Nedeljković übernimmt BMW in einer Phase heftiger Umbrüche: Die Zeit der Verbrennermotoren neigt sich dem Ende zu, das Geschäft mit E-Autos aber läuft bisher nicht wie erhofft. Hinzu kommen die schwächelnde Konjunktur und die neue Konkurrenz auf dem weltgrößten Automarkt China, die Zoll-Eskapaden der US-Regierung unter Donald Trump und weitere Verwerfungen in den weltweiten Geschäftsbeziehungen.

Unter diesen Vorzeichen hatte sich BMW zuletzt allerdings noch vergleichsweise gut gehalten. Anders als etwa Porsche oder Audi verfügen die Münchner über ein eigenes großes Werk in den USA und sind deshalb von den Zöllen unter dem Strich deutlich weniger betroffen als andere Hersteller. Auch gab es in der jüngeren Vergangenheit keine teuren Strategieschwenks oder großen Sparprogramme. Und der Konzern hat mit dem Elektro-SUV iX3 gerade auf der Automesse IAA das erste Modell seiner „Neuen Klasse“ von modernen E-Modellen präsentiert, die in den kommenden Jahren auf den Markt kommen soll. Trotz dieser Erfolge leiden aber auch bei BMW die Zahlen, vor allem weil an Batterieautos deutlich weniger verdient wird als an Benzinern oder Dieseln.

BMW will mit der Neuen Klasse eine ganze Fahrzeuggeneration überspringen und die modernsten E-Autos bauen. Eine erste Testfahrt im neuen BMW iX3 xDrive 50 zeigt, wie groß der Fortschritt tatsächlich ist.

Nedeljković ist seit 2019 Produktionsvorstand – schon damals war er Zipse auf diesem Posten gefolgt. Bereits zuvor hatte der gebürtige Serbe das Unternehmen in allen Winkeln kennengelernt: Schon sein ganzes Berufsleben lang arbeitet er für BMW, seit mehr als 30 Jahren. Nach dem Maschinenbaustudium in Aachen und in Cambridge fing er Anfang der Neunzigerjahre im Konzern an und ging schnell in die Produktion. Es folgten Jobs in vielen europäischen Werken, zuletzt war Nedeljković so unter anderem Leiter des Münchner Stammwerks und verantwortete die Qualität im Konzern.

Neben Nedeljković galt auch Entwicklungsvorstand Joachim Post als möglicher Nachfolger an der BMW-Spitze. Dass der Produktionsvorstand aufrückt, hat allerdings eine gewisse Tradition in München: Nicht nur Zipse hatte diesen Posten, auch seine Vorgänger Harald Krüger und Norbert Reithofer brachten Erfahrung aus den Werken mit.

In seinem neuen Job wird sich Nedeljković vor allem darum kümmern müssen, den Wandel in der Produktpalette weiter voranzutreiben – und dabei wieder mehr Geld zu verdienen.
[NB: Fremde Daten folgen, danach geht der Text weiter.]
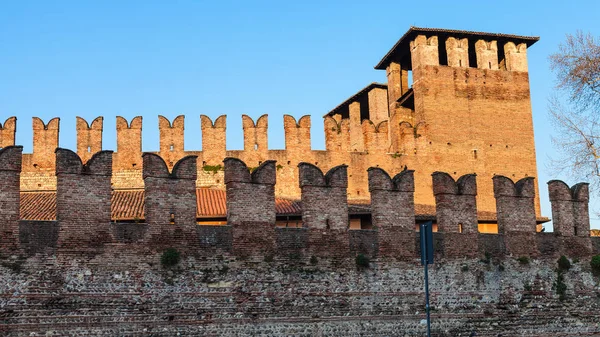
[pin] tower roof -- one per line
(401, 48)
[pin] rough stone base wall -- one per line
(397, 242)
(329, 242)
(576, 246)
(38, 237)
(457, 245)
(114, 295)
(521, 243)
(492, 245)
(291, 241)
(253, 238)
(364, 242)
(214, 238)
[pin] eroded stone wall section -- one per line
(170, 202)
(10, 171)
(251, 206)
(325, 208)
(83, 208)
(570, 215)
(456, 213)
(516, 214)
(393, 212)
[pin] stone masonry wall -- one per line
(393, 211)
(170, 202)
(83, 202)
(251, 206)
(325, 209)
(456, 213)
(10, 169)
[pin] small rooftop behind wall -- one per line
(401, 51)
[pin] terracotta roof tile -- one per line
(38, 205)
(402, 45)
(129, 205)
(211, 203)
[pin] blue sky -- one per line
(129, 58)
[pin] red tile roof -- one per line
(211, 203)
(129, 205)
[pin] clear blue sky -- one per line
(129, 58)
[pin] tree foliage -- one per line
(575, 107)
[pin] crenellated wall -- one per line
(467, 110)
(83, 196)
(89, 137)
(251, 206)
(171, 139)
(8, 131)
(325, 209)
(84, 228)
(10, 171)
(393, 211)
(456, 213)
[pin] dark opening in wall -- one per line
(501, 58)
(472, 55)
(443, 55)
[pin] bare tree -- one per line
(575, 107)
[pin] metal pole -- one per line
(427, 301)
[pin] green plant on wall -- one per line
(212, 168)
(170, 258)
(595, 264)
(362, 261)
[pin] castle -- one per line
(467, 110)
(284, 242)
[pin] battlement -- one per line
(466, 111)
(83, 209)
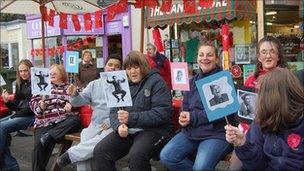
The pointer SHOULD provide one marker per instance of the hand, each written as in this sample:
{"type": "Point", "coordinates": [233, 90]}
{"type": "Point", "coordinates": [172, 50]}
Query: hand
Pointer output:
{"type": "Point", "coordinates": [104, 126]}
{"type": "Point", "coordinates": [234, 135]}
{"type": "Point", "coordinates": [123, 116]}
{"type": "Point", "coordinates": [123, 130]}
{"type": "Point", "coordinates": [68, 107]}
{"type": "Point", "coordinates": [184, 118]}
{"type": "Point", "coordinates": [5, 95]}
{"type": "Point", "coordinates": [71, 91]}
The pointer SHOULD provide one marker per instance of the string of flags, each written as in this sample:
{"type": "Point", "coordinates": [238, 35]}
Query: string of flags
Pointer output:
{"type": "Point", "coordinates": [121, 6]}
So sank die Marge von BMW zuletzt deutlich unter die Marke von sechs Prozent. Sehr viel Zeit wird der neue Chef aber wohl nicht haben: Eigentlich galt bei BMW bisher intern eine Altersgrenze von 60 Jahren für Vorstände, wenn er im Mai übernimmt, wird Nedeljković bereits 57 sein. Allerdings hatte Zipse mit Blick auf die Entwicklung und den Marktstart der neuen E-Modelle auch eine Verlängerung erhalten, er tritt nun mit 62 ab.

BMW-Aufsichtsratschef Nicolas Peter lobte Nedeljković am Dienstag für „strategischen Weitblick“, große Umsetzungsstärke und unternehmerisches Denken. „Er steht für klare Fokussierung im Umgang mit Ressourcen – seien es ökonomische oder ökologische“, hieß es. Auch die Arbeitnehmerseite äußerte sich erfreut: Der bisherige Produktionsvorstand genieße „hohes Ansehen und Vertrauen in der Belegschaft von BMW“.